Some of Belfast’s alleyways are adopted, meaning that they receive the same treatment that a public footpath or road might. Some are unadopted. Forgotten. They have no rules. Are they public places? Do they belong to us? Who looks after them? The information exists, but’s not public. It’s hard to find… We’d like to track down this useful information and make it publicly available and easy to understand. An alleygating initiative has been underway over the last decade to enclose adopted alleys in a call to reduce antisocial behaviour. We ask questions about the wider use of the alleyways for play, growth and connection over alleygating and nimbyism, and will take advantage of their non-adopted, liminal status to provoke and promote their wider usage. The investigation echoes emerging research around resilience, people friendly neighbourhoods, hyperlocalism and The 15 Minute City which could have both local and wider reaching significance.

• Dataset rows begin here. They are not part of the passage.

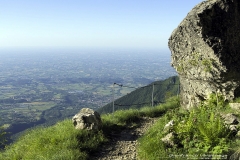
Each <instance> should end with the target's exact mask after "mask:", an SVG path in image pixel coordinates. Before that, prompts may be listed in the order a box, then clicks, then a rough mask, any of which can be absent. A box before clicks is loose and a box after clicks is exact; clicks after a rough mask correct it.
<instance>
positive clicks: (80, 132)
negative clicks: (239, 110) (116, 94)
mask: <svg viewBox="0 0 240 160" xmlns="http://www.w3.org/2000/svg"><path fill="white" fill-rule="evenodd" d="M238 100H239V99H236V101H238ZM221 113H233V111H232V110H231V109H230V108H229V107H228V104H227V103H226V102H224V99H223V97H222V96H220V95H217V94H216V95H214V94H213V95H211V96H210V99H209V100H208V101H205V102H202V104H201V105H200V106H198V107H196V108H193V109H192V110H189V111H187V110H184V109H183V108H182V107H180V103H179V99H178V98H177V97H171V98H170V99H168V100H167V102H166V103H165V104H161V105H158V106H156V107H143V108H141V109H129V110H118V111H116V112H114V113H113V114H104V115H102V116H101V118H102V122H103V127H102V130H100V131H99V132H96V133H94V132H91V131H86V130H81V131H78V130H75V129H74V127H73V125H72V123H71V121H70V120H64V121H61V122H59V123H57V124H56V125H54V126H50V127H46V128H44V127H38V128H36V129H33V130H29V131H27V132H26V133H25V134H23V135H22V136H21V137H20V138H19V140H17V142H15V143H13V144H12V145H9V146H7V147H6V149H5V150H4V151H2V152H1V153H0V159H2V158H4V159H9V160H10V159H11V160H14V159H15V160H17V159H34V158H37V159H48V160H52V159H73V160H76V159H81V160H84V159H88V157H89V155H90V154H91V153H93V152H94V151H96V150H97V149H98V148H99V147H101V144H103V143H105V142H107V141H108V137H109V134H110V131H113V132H114V131H115V132H119V131H121V130H122V129H124V128H128V127H137V126H138V123H139V121H141V119H142V118H143V117H161V118H159V120H158V121H157V122H156V123H155V124H154V126H152V127H151V128H150V129H149V130H148V131H147V133H146V134H145V135H144V136H143V137H142V138H140V140H139V141H140V143H139V147H138V150H137V152H138V155H139V158H140V159H143V160H144V159H148V160H155V159H164V158H170V159H186V158H189V159H201V158H202V159H203V158H205V159H221V158H222V159H223V158H225V159H226V158H229V157H230V155H232V156H235V157H237V156H238V155H239V153H240V151H239V148H240V140H239V139H238V138H237V137H235V136H234V135H233V133H232V132H231V131H230V130H229V126H227V125H226V124H224V122H223V120H222V117H221ZM170 120H174V125H173V126H172V127H171V128H170V131H172V132H174V133H175V134H176V135H177V136H176V138H175V140H176V144H175V145H174V146H169V145H166V144H164V143H163V142H162V141H161V139H162V138H163V137H164V136H165V135H166V134H167V133H166V132H165V131H164V126H165V125H166V124H167V123H168V122H169V121H170ZM186 156H188V157H186ZM220 156H221V157H220Z"/></svg>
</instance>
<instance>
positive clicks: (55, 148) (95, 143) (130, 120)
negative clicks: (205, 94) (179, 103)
mask: <svg viewBox="0 0 240 160" xmlns="http://www.w3.org/2000/svg"><path fill="white" fill-rule="evenodd" d="M178 104H179V103H178V100H177V98H172V99H170V100H169V102H168V103H166V104H163V105H159V106H157V107H145V108H143V109H141V110H137V109H132V110H124V111H117V112H115V113H114V114H107V115H103V116H102V121H103V127H102V130H101V131H99V132H97V133H94V132H91V131H86V130H81V131H79V130H75V129H74V127H73V124H72V122H71V120H64V121H61V122H59V123H57V124H56V125H54V126H50V127H46V128H44V127H38V128H35V129H32V130H29V131H27V132H26V133H24V134H23V135H22V136H21V137H20V138H19V139H18V140H17V141H16V142H15V143H13V144H11V145H9V146H7V147H6V149H5V150H4V151H2V152H1V153H0V159H4V160H19V159H24V160H31V159H38V160H59V159H62V160H65V159H66V160H78V159H79V160H85V159H87V158H88V156H89V154H91V152H93V151H95V150H97V149H98V147H100V146H101V144H102V143H104V142H106V141H107V140H108V139H107V137H108V134H109V133H110V131H116V132H118V131H120V130H122V129H123V128H126V127H130V126H133V125H136V124H137V123H138V122H139V120H141V118H142V117H146V116H149V117H154V116H161V115H163V114H164V113H166V111H167V110H169V109H173V108H176V107H177V106H178Z"/></svg>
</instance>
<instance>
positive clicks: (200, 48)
mask: <svg viewBox="0 0 240 160" xmlns="http://www.w3.org/2000/svg"><path fill="white" fill-rule="evenodd" d="M168 45H169V48H170V50H171V53H172V66H173V67H174V68H175V69H176V70H177V72H178V74H179V77H180V83H181V99H182V104H183V106H184V107H185V108H187V109H188V108H191V107H192V106H194V105H197V104H199V102H200V101H201V100H204V99H207V98H208V95H209V94H211V93H219V94H221V95H223V96H224V98H225V99H226V100H231V99H233V98H234V97H237V96H240V85H239V84H240V83H239V82H240V1H239V0H208V1H203V2H201V3H200V4H198V5H197V6H195V7H194V8H193V9H192V10H191V11H190V12H189V13H188V15H187V16H186V18H185V19H184V20H183V21H182V22H181V23H180V24H179V26H178V27H177V28H176V29H175V30H174V31H173V33H172V34H171V37H170V38H169V44H168Z"/></svg>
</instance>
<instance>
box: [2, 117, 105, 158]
mask: <svg viewBox="0 0 240 160" xmlns="http://www.w3.org/2000/svg"><path fill="white" fill-rule="evenodd" d="M104 141H106V139H105V138H104V135H103V134H102V132H101V131H99V132H98V133H93V132H88V131H85V130H83V131H79V130H75V129H74V127H73V125H72V122H71V121H70V120H64V121H62V122H59V123H57V124H56V125H54V126H52V127H47V128H42V127H39V128H36V129H34V130H30V131H28V132H26V133H25V134H24V135H23V136H22V137H21V138H20V139H19V140H18V141H17V142H16V143H14V144H12V145H10V146H8V147H7V148H6V150H5V151H3V152H2V153H1V154H0V159H5V160H18V159H24V160H28V159H29V160H31V159H38V160H59V159H68V160H76V159H82V160H84V159H87V157H88V153H89V152H91V151H93V150H94V149H96V148H97V147H98V146H99V144H100V143H102V142H104Z"/></svg>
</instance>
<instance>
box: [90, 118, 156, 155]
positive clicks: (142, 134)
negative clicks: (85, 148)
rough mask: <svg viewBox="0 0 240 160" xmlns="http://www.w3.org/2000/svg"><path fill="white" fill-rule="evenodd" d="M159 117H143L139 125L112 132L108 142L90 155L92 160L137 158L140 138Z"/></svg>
mask: <svg viewBox="0 0 240 160" xmlns="http://www.w3.org/2000/svg"><path fill="white" fill-rule="evenodd" d="M156 120H158V118H149V117H146V118H143V120H142V121H141V122H139V123H140V124H139V126H137V127H132V128H127V129H124V130H122V131H120V132H119V133H114V134H111V136H110V140H109V142H108V143H106V144H104V145H103V146H102V147H101V148H100V150H98V152H97V153H94V154H92V155H90V156H91V157H90V158H89V159H90V160H136V159H137V152H136V147H137V145H138V141H137V139H138V138H140V137H141V136H142V135H143V134H144V133H145V132H146V131H147V130H148V129H149V128H150V127H151V126H152V125H153V124H154V123H155V122H156Z"/></svg>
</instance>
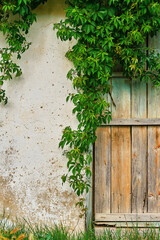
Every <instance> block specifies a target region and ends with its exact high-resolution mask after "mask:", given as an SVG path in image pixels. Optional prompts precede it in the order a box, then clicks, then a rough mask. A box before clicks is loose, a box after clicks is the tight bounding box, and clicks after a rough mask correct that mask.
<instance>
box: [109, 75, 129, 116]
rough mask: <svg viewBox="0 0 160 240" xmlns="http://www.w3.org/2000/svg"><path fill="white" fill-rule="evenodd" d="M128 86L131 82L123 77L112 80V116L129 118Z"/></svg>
mask: <svg viewBox="0 0 160 240" xmlns="http://www.w3.org/2000/svg"><path fill="white" fill-rule="evenodd" d="M130 88H131V82H129V81H126V80H125V79H121V80H120V81H119V79H113V80H112V97H113V100H114V103H115V105H116V106H114V104H112V118H113V119H114V118H130V113H131V112H130Z"/></svg>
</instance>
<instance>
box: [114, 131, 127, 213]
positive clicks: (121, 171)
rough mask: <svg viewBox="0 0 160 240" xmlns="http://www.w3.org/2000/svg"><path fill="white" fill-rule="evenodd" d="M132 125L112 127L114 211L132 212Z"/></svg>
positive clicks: (123, 212) (126, 212)
mask: <svg viewBox="0 0 160 240" xmlns="http://www.w3.org/2000/svg"><path fill="white" fill-rule="evenodd" d="M130 140H131V139H130V127H112V171H111V176H112V177H111V179H112V180H111V182H112V184H111V185H112V189H111V193H112V197H111V199H112V212H113V213H127V212H131V194H130V193H131V155H130V154H131V151H130V148H131V142H130Z"/></svg>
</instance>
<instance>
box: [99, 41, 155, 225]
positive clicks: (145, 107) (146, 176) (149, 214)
mask: <svg viewBox="0 0 160 240" xmlns="http://www.w3.org/2000/svg"><path fill="white" fill-rule="evenodd" d="M152 44H154V43H153V42H152ZM112 96H113V99H114V102H115V105H116V106H114V105H113V104H111V110H112V118H113V120H112V121H111V123H110V125H105V126H102V127H100V128H98V130H97V140H96V144H95V194H94V213H95V223H96V225H106V226H129V225H130V226H131V225H133V222H134V223H136V222H139V223H138V224H139V226H141V227H142V226H144V227H145V226H149V225H152V224H153V223H154V225H156V226H160V223H159V222H160V88H159V89H158V88H154V87H153V86H152V85H151V83H148V84H146V83H144V82H136V81H129V80H128V79H124V77H120V76H119V77H113V79H112Z"/></svg>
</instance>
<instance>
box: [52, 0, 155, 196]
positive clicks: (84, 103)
mask: <svg viewBox="0 0 160 240" xmlns="http://www.w3.org/2000/svg"><path fill="white" fill-rule="evenodd" d="M67 3H68V8H67V9H66V19H65V20H64V21H62V20H61V21H60V22H59V23H57V24H55V25H54V29H56V30H57V37H58V38H60V39H61V40H62V41H68V40H71V39H75V40H76V44H75V45H74V46H73V47H72V49H70V50H69V51H68V52H67V53H66V57H67V58H68V59H69V60H70V61H72V62H73V64H74V68H72V69H71V70H70V71H69V72H68V75H67V77H68V78H69V79H70V80H71V81H72V82H73V87H74V88H75V89H76V90H77V93H76V94H75V93H70V94H69V96H68V97H67V99H66V100H67V101H68V100H71V101H72V102H73V104H74V109H73V113H74V114H76V117H77V119H78V122H79V124H78V128H77V129H76V130H72V129H71V127H70V126H68V127H66V128H65V129H64V131H63V136H62V139H61V142H60V144H59V146H60V147H61V148H62V149H63V148H64V147H65V151H64V153H65V154H66V156H67V158H68V163H67V167H68V174H66V175H63V176H62V181H63V182H65V181H66V180H68V181H69V183H70V186H71V187H72V188H73V189H74V191H75V192H76V193H77V195H81V194H83V193H84V192H85V191H86V192H88V190H89V187H90V184H89V182H88V178H90V177H91V171H90V168H89V165H90V163H91V160H92V155H91V152H90V146H91V145H92V144H93V143H94V142H95V140H96V129H97V127H98V126H100V125H101V124H102V123H106V122H107V121H108V122H110V120H111V112H110V110H109V109H110V108H109V107H110V105H109V103H108V102H107V101H106V94H109V95H111V77H112V73H113V71H114V68H115V67H116V66H117V65H118V64H120V65H121V66H122V72H123V75H124V76H125V77H127V78H129V79H133V78H134V79H135V78H136V79H137V80H139V81H149V80H151V81H152V82H153V84H154V85H156V86H159V85H160V58H159V54H158V53H157V52H156V50H155V49H150V48H149V47H148V44H147V42H148V39H149V38H150V37H153V36H155V35H156V33H157V31H158V30H159V29H160V3H159V1H155V0H145V1H144V0H85V1H84V0H70V1H67ZM111 99H112V97H111ZM67 146H68V147H67Z"/></svg>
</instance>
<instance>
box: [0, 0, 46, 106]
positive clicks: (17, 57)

We want to stimulate debate around these common spaces, to learn about the history and explore the future of them. We want to celebrate the community stories from lockdown and before, of alleyways transformed by collective effort into thriving local community hubs. We want our fellow citizens to know how to make better use of these spaces. This community investigation makes hidden information public. It challenges the top down approach. It creates discussion around who owns the city. It creates the possibility for a collection of spaces. It might encourage people to stay on in the city rather than move to the suburbs, a problem Belfast faces. It shifts power into the hands of the people of this city. Autonomy. It creates common ground and the potential for increased wellbeing.
9ft in Common will explore the open and closed alleys of Belfast, promoting not just the collective appropriation of your own local alleyway, but their use by others as part of an expanding network of off-road walking routes through the city, desire lines connecting the city’s existing partial and fragmented greenway infrastructure.